The Nvidia processors, he explains, are for processing massive, large language models (LLMs), while the Google TPU is used for inferencing, the next step after processing the LLM. So the two chips don’t compete with each other, they complement each other, according to Gold.
Selling and supporting processors may not be Google’s core competence, but they have the skills and experience to do this, said Alvin Nguyen, senior analyst with Forrester Research. “They have had their TPUs available, from what I understand, to some outside companies already, mainly startups from ex-Googlers or Google-sponsored startups,” he said.
As to the rumor of the Meta purchase, the question is, what does Meta want to do with them, said Gold. “If they’ve already built out a model and they’re running inference workloads, then Nvidia B100s and B200s are overkill,” he said. “And so what are the options there are now? There are a number of startups that are trying to do inference-based chips as well, and Intel and AMD are moving in that direction as well. So it really is a function of getting a chip that’s optimized for their environment, and again, Google’s TPUs that are optimized for a hyperscaler cloud type of environment.”
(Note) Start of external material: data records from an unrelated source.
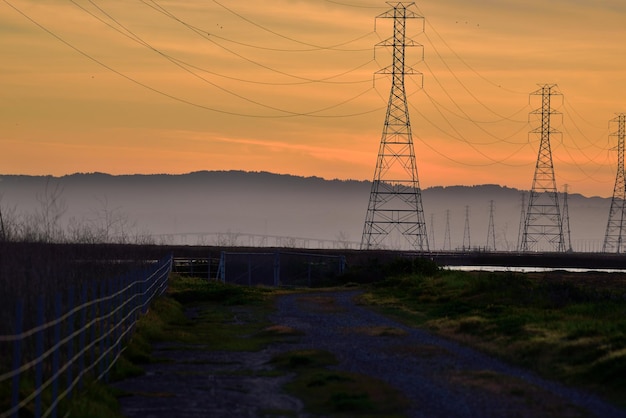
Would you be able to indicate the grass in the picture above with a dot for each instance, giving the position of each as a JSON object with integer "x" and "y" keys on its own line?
{"x": 223, "y": 317}
{"x": 333, "y": 393}
{"x": 570, "y": 328}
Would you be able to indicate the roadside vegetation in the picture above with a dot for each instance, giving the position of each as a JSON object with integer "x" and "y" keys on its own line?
{"x": 213, "y": 316}
{"x": 568, "y": 327}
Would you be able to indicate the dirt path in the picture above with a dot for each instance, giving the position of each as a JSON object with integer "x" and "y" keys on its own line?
{"x": 439, "y": 377}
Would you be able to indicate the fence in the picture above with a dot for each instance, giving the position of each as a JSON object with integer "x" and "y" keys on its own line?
{"x": 74, "y": 336}
{"x": 280, "y": 268}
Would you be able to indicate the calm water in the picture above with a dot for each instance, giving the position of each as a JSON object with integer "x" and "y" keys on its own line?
{"x": 531, "y": 269}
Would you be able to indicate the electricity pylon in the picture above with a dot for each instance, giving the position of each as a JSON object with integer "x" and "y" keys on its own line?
{"x": 447, "y": 244}
{"x": 395, "y": 205}
{"x": 543, "y": 227}
{"x": 491, "y": 231}
{"x": 467, "y": 239}
{"x": 520, "y": 231}
{"x": 613, "y": 238}
{"x": 432, "y": 231}
{"x": 567, "y": 233}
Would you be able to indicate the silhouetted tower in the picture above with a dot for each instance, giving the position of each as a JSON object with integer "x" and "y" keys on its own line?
{"x": 395, "y": 205}
{"x": 522, "y": 219}
{"x": 613, "y": 239}
{"x": 431, "y": 236}
{"x": 467, "y": 240}
{"x": 447, "y": 245}
{"x": 543, "y": 228}
{"x": 491, "y": 231}
{"x": 567, "y": 237}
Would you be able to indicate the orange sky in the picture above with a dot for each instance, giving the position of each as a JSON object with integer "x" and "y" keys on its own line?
{"x": 286, "y": 86}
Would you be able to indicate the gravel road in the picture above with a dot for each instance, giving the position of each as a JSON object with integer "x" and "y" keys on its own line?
{"x": 440, "y": 378}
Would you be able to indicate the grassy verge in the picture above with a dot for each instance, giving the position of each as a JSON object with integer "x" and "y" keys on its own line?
{"x": 196, "y": 314}
{"x": 214, "y": 316}
{"x": 568, "y": 327}
{"x": 333, "y": 393}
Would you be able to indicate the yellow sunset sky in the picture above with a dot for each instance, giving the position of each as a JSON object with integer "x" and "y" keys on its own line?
{"x": 286, "y": 86}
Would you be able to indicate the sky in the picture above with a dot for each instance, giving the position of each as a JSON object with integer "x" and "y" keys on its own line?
{"x": 289, "y": 87}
Nguyen says it’s one thing to make their own chips for their own use, it’s another thing to be selling them that’s an infrastructure and a competency that they don’t have, and Intel and AMD and Nvidia are way ahead of them in that regard.
“Yes, they know how to do it for themselves, long as you were talking about as a service or as a cloud service. For on premises, or for people who want to take it for themselves, that’s a muscle memory they have to develop,” he said.
For that reason, he doubts that other hyperscalers with their own custom silicon will go into the chip selling business for themselves as well. “There’s nothing to stop them, but each of them has their own challenges,” said Nguyen. Microsoft, AWS and OpenAI all have multiple partnerships and would inevitably end up in competition with somebody.